Мне говорили, что из всех женщин Северной Гренландии самой верной, благородной, самой красивой и вообще неотразимой была та, которая носила имя Саламина. Слишком хороша? Нет! Ведь это домоправительница однокомнатного дома. Если мое расставание с милой Анной и ее добрым Иоханом могла бы смягчить хоть одна мысль, то это была б мысль о Саламине.
Наше судно отходит. Все меньше и меньше становятся фигурки на холме над гаванью, носовые платки, которыми они машут, превращаются в белые точки. Вот они исчезли - впереди Уманак.
Датчане в Уманаке проявили искренний горячий интерес к устройству моей домашней жизни. Домоправительницу? Непременно. Вам обязательно нужна домоправительница. Можно взять Карен, но она стара и слаба. Или Марту, но Марту я не хочу брать. Да, Дорте красавица, но избалована. А Антуанетта "Афтенбладет", вечерняя газета, сообщает всем новости о вас. Что, Саламина? Да, она здесь. Нет, это бесполезно, она ни за что не пойдет. Вот, есть еще...
- Я хочу посмотреть Саламину, - прерываю их я.
Я знал одного молодого человека - хорошего парня, но с некоторыми низменными наклонностями. Он назначал по телефону свидания незнакомой девушке, а на назначенном месте прятался за колонну, чтобы сперва разглядеть, какова она. Парень действовал только наверняка; низкий, мудрый, гнусный способ. Я применил его.

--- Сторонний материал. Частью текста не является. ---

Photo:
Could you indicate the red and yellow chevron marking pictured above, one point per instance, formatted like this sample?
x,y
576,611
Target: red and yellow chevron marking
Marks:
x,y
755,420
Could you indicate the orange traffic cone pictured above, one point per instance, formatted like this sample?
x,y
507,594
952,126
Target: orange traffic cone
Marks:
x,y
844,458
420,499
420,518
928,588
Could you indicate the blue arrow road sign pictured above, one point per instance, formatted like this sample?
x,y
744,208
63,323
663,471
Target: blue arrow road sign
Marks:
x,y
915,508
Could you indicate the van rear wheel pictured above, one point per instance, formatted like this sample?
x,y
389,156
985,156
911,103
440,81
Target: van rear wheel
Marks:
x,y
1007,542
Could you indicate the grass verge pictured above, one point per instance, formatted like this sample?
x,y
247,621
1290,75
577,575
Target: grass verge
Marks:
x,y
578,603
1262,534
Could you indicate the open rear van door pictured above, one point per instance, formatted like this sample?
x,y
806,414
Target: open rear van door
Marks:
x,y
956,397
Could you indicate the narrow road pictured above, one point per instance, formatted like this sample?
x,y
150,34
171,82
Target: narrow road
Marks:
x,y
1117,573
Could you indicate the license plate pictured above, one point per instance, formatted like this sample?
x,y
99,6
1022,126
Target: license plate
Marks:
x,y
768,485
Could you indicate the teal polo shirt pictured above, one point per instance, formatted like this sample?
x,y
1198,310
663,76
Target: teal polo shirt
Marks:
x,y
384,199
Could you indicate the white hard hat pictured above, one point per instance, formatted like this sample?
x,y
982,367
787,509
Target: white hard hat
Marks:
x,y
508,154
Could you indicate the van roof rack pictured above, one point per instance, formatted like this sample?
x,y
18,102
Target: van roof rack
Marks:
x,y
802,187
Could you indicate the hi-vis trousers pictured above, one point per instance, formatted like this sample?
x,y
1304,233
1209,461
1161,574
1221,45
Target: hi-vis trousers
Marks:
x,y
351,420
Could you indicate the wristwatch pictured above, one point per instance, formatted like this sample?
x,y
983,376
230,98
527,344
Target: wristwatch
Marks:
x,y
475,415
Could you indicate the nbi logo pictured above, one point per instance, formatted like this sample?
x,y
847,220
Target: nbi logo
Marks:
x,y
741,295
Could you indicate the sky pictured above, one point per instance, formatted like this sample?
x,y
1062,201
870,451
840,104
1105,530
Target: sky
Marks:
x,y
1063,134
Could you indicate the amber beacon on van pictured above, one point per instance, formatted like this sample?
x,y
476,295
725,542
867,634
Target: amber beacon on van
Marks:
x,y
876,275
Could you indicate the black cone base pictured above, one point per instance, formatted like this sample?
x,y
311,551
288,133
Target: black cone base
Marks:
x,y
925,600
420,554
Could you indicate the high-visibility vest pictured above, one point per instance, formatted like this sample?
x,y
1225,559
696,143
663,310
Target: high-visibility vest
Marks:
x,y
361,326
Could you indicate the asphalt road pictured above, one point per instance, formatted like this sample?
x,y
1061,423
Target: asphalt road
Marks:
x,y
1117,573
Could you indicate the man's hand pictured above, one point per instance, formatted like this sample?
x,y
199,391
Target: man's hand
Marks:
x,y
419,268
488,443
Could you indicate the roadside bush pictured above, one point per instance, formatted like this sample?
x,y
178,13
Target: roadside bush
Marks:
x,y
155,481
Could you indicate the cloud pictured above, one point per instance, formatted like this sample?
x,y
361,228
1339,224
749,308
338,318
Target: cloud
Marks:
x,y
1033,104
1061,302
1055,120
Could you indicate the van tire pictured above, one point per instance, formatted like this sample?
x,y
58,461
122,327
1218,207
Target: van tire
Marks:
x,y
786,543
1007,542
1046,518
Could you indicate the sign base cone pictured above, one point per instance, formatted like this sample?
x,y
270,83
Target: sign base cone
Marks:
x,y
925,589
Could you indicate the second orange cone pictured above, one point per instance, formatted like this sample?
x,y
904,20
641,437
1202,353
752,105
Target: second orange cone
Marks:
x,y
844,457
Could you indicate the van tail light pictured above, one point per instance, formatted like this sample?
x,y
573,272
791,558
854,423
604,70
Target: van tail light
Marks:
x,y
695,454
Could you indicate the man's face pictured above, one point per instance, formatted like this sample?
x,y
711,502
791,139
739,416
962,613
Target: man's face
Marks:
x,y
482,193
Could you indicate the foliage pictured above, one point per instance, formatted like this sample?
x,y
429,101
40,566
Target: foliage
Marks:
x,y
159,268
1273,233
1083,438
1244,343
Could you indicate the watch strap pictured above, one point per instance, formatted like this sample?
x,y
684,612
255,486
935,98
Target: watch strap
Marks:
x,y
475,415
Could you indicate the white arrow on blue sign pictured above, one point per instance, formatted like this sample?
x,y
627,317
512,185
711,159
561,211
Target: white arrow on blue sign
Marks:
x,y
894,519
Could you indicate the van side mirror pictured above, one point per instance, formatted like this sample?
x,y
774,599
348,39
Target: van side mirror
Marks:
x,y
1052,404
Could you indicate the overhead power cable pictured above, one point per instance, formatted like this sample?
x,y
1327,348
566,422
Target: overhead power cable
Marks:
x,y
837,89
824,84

- Сводите меня к ней, - попросил я. - Ни слова о том, для чего.
Теперь, оглядываясь назад на эту первую встречу с Саламиной, я вспоминаю свет, такой яркий свет, что он слепит мне глаза. Я знаю, что солнечный свет лился в окно, сноп лучей пересекал затемненный фон и ложился сияющим пятном на чисто вымытый пол. Я знаю, что на подоконнике стояла красная герань и горела огнем на солнечном свету, как киноварь. Я вижу комнату, пронизанную светом, который золотит даже тени в ней. Золотой свет, и в нем его источник - женщина.
- Но у меня трое детей, - сказала Саламина, так как я, конечно, сразу выболтал, зачем пришел, - и я их не оставлю.
Конечно, она не должна их оставлять. Пусть они тоже едут.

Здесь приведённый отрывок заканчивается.